Shakespeare gave us an entertaining insight into the world of amateur theatre through his characters, and a professional staging embellishes the gags and provides opportunity for contemporary comedy.
In this State Theatre Company production, designer Jonathon Oxlade has placed a traditional guild stage centrally and surrounded it with modern furniture and props to establish the anachronistic, madcap mayhem that is to ensue.
The costumes are clean, colourful representations of Tudor craftsmen and each performer, like Harpo Marx, has access to pockets of endless props. Mark Pennington’s lighting is always stylish but also complements the feeling of amateurs attempting a performance beyond their powers.

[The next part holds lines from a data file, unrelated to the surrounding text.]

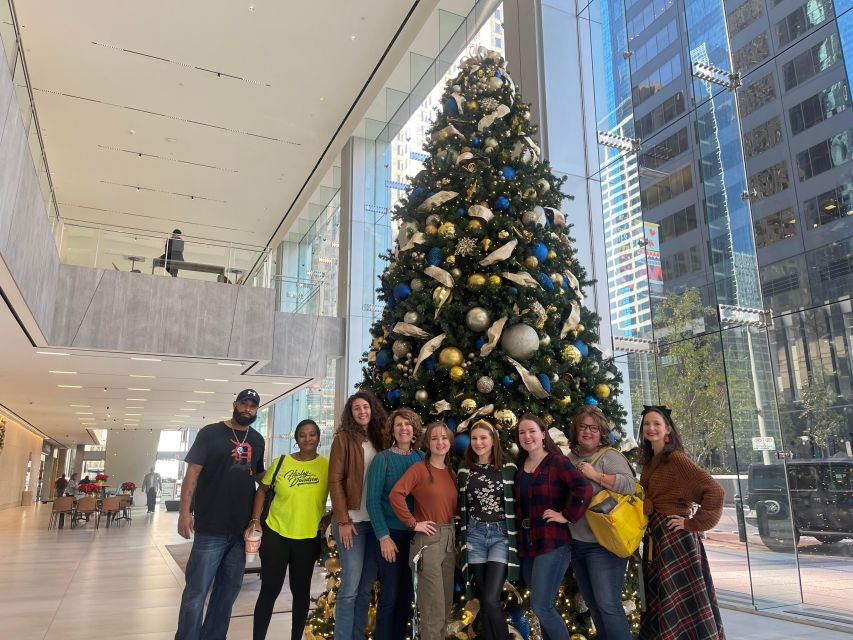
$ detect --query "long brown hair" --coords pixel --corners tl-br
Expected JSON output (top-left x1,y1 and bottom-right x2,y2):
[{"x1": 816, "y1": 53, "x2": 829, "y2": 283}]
[
  {"x1": 640, "y1": 405, "x2": 684, "y2": 464},
  {"x1": 515, "y1": 413, "x2": 563, "y2": 469},
  {"x1": 422, "y1": 420, "x2": 456, "y2": 482},
  {"x1": 382, "y1": 407, "x2": 424, "y2": 451},
  {"x1": 569, "y1": 404, "x2": 610, "y2": 453},
  {"x1": 463, "y1": 420, "x2": 504, "y2": 469},
  {"x1": 337, "y1": 391, "x2": 385, "y2": 451}
]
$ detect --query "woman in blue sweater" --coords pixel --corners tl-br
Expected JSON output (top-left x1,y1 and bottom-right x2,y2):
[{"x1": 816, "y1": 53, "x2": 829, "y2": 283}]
[{"x1": 367, "y1": 408, "x2": 424, "y2": 640}]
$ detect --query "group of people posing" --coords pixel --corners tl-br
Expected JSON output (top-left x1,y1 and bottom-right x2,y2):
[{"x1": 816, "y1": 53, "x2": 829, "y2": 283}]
[{"x1": 173, "y1": 384, "x2": 725, "y2": 640}]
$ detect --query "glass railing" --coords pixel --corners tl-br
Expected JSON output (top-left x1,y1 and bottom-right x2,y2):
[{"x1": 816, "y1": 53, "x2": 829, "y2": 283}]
[{"x1": 58, "y1": 223, "x2": 273, "y2": 287}]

The multi-talented cast play instruments, sing, dance, use slapstick, manipulate puppets and act; they employ almost every comic device ever conceived in 90 minutes.

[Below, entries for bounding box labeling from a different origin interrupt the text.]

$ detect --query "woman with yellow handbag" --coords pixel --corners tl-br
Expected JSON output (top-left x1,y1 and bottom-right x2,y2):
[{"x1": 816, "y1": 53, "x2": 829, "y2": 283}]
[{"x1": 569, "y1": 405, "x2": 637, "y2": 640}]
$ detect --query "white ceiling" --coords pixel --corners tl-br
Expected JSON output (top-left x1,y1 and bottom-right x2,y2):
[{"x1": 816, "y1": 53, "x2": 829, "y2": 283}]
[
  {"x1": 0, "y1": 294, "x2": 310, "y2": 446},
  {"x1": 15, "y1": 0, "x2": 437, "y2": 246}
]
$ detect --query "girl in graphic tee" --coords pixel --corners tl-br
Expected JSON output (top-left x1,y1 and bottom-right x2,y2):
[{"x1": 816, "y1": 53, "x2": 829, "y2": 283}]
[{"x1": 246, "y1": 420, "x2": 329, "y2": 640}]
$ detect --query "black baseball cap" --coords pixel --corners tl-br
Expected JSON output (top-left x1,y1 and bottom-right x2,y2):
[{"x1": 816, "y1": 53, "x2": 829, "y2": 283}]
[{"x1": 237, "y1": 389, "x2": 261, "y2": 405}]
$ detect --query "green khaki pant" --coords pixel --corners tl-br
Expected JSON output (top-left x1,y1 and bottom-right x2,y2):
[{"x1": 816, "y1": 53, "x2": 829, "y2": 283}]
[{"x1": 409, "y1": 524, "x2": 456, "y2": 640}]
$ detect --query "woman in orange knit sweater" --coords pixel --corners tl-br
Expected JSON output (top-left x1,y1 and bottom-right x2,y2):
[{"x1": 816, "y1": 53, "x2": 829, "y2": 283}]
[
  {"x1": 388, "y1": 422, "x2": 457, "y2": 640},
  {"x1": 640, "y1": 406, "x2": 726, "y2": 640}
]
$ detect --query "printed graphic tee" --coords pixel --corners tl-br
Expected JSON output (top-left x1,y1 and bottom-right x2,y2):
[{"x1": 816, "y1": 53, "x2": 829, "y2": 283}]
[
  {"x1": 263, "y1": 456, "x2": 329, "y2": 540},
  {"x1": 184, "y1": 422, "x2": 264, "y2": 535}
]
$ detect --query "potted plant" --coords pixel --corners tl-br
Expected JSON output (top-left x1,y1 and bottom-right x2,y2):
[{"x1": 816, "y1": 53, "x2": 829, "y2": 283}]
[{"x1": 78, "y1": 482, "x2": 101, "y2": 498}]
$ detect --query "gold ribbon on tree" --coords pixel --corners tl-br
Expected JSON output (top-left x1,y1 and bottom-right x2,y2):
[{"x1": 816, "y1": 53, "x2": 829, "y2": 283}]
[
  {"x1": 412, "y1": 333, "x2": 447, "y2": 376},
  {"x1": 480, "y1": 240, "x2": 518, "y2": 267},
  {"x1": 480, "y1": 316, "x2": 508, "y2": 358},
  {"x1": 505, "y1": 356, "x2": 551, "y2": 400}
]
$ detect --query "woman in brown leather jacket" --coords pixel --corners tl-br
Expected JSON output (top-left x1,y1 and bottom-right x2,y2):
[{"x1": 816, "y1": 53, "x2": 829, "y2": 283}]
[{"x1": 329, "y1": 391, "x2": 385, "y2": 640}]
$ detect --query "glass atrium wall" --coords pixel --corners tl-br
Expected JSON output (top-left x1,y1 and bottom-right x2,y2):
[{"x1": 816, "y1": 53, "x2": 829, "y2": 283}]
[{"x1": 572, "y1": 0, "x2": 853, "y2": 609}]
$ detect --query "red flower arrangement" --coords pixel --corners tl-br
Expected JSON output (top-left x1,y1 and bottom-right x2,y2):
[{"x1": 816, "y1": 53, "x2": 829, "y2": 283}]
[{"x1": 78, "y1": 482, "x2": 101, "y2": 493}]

There are puns aplenty which keep on keeping on, fart gags, bawdy lyrics, clever jokes, witty malapropisms, spoonerisms and badinage. The complete repertoire of comedy is here for all – a bit of Python, the Goons, Ionesco, Horrible Histories and the D Generation.
The original writers have laid a platform for imaginative actors to play and invent their own interpretations of some very funny material. You might think there are a finite number of puns on the word “bottom” and that after a while they wouldn’t be funny, but in this production, the puns are pushed till a second wave of gags is realised.
Rory Walker is excellent as the humble Peter Quince in his marshalling of a motley crew; his meltdown when finally performing in front of royalty as he forgets lines, confuses dialogue and becomes totally tongue-tied is a masterful comic performance.
Tim Overton, as Francis Flute, revels in understating the performance of Thisbe, and his musicality contributes throughout the performance. Amber McMahon, dressed a little more like a lord than a joiner, has a ball playing the simple Snug, and her antics as the lion are very entertaining.
Lori Bell and Julie Forsyth chip in with some good lines and timing, and Charles Mayer (as Bottom, looking a little more like Shakespeare than a weaver, and then Mowldie, the professional player) has his moments but could do with a few more.
In a show of highlights, one standout is the rubber chicken dance, which uses clever puppetry and is a joy to behold.
The Popular Mechanicals begins with a fun song having a gentle dig at audiences and the comedy builds to the final performance of Pyramus and Thisbe. Through the ages, actors have delighted audiences with portrayals of these simple, naive, amateurs staging a play-within-a play and The Popular Mechanicals is living proof that there are no small roles when Lori Bell, playing a hole in the wall, accompanied by Mayer and Overton, gives rise to some of the best belly laughs you are likely to have.
The Popular Mechanicals is not quite Peter Brook’s rough theatre but it’s close and guaranteed to entertain.
State Theatre Company is presenting The Popular Mechanicals at the Space Theatre until November 28.